Differences

This shows you the differences between two versions of the page.

--- ocmchatlog1 [2009/04/30 12:54] – created megadiscman
+++ ocmchatlog1 [2009/04/30 12:59] (current) – megadiscman
@@ Line 1: / Line 1: @@
-dummy
+<code>
+<ocm geek> I started documenting the bytecode opcodes in our wiki.
+<inquirer> nice
+<inquirer> I am still banging my head against the netmd blocks
+<inquirer> actually, not still, I just picked it up again
+<ocm geek> https://wiki.physik.fu-berlin.de/linux-minidisc/doku.php?id=ocmbytecode
+<inquirer> where/how are the entry points found?
+<ocm geek> The main entry point is at offset 10 in the ocm file. Martens code should
+           take care of that.
+<ocm geek> Native modules are loaded with opcode 0x75.
+<ocm geek> Their entry point is stored in their header.
+<ocm geek> They are addressed by name, usually. The name is also stored in the header.
+<inquirer> yeah, I think netmd is a bad one to start with, no names to be found
+<inquirer> which one is less cryptic?
+<ocm geek> Bytecode blocks can be loaded as global code with opcode 0x7C
+<ocm geek> If you take apart init.ocm, thats a special .ocm file, you find the native
+           modules making up the bytecode interpreter.
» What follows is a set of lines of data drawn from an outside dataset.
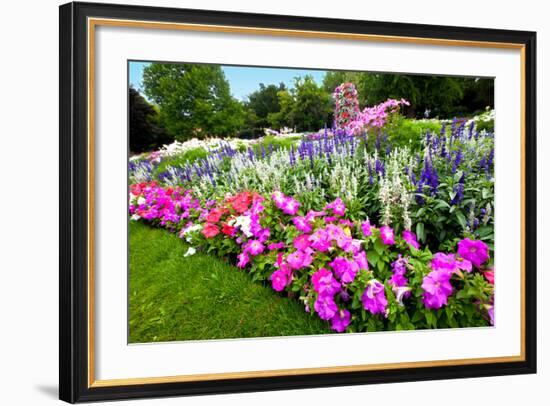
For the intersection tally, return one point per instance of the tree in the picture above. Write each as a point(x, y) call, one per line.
point(263, 102)
point(312, 105)
point(441, 96)
point(306, 106)
point(145, 131)
point(194, 100)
+<ocm geek> init.ocm is made of a special loader bytecode. I don't know whether any of
+           Martens tool can parse that, but that doesn't really matter: You can do it
+           by hand.
+<inquirer> ah there is a ton of ocm files in OpenMG
+<ocm geek> I know. The only one I looked at yet is init.ocm
+<inquirer> I only looked at the ones in the ocm tar ball so far
+<ocm geek> First byte of init.ocm is "04" which means a blob follows.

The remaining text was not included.